LINCOLN — Leaders of the Nebraska Farm Bureau and the Nebraska Cattlemen joined Gov. Dave Heineman on Monday in calling for an end to the inheritance tax.
The governor has named elimination of the tax as a top priority for the year. It is collected by counties and paid by those who inherit assets.
The two ag leaders said the inheritance tax makes it difficult for farmers and ranchers to pass their operations from one generation to the next.
It creates a burden because of the capital-intensive nature of the business, said Steve Nelson, Farm Bureau president.
Michael Kelsey, executive director of the cattlemen's group, argued that inheritance taxes are not good policy.
“Death should not be a taxable event,” he said.
Both said they think counties can handle the loss of revenue without increasing property taxes, which also are a major concern for farmers and ranchers.
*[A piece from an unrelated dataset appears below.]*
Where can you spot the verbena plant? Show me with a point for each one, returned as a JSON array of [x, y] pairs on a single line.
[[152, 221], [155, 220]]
The inheritance tax provides $42 million annually to counties statewide, and $7 million to $9 million alone in Douglas County.
Nelson said he believes that the growth of valuation should be sufficient to make up the loss.
Heineman said state government has managed without increasing other taxes after eliminating the estate tax. That action has cost the state $115 million over four years.
“We didn't cry. We didn't complain,” he said. “We did what was the best tax policy for the state.”
A hearing on Legislative Bill 970, the governor's proposal to eliminate inheritance taxes, is set for Thursday before the Legislature's Revenue Committee.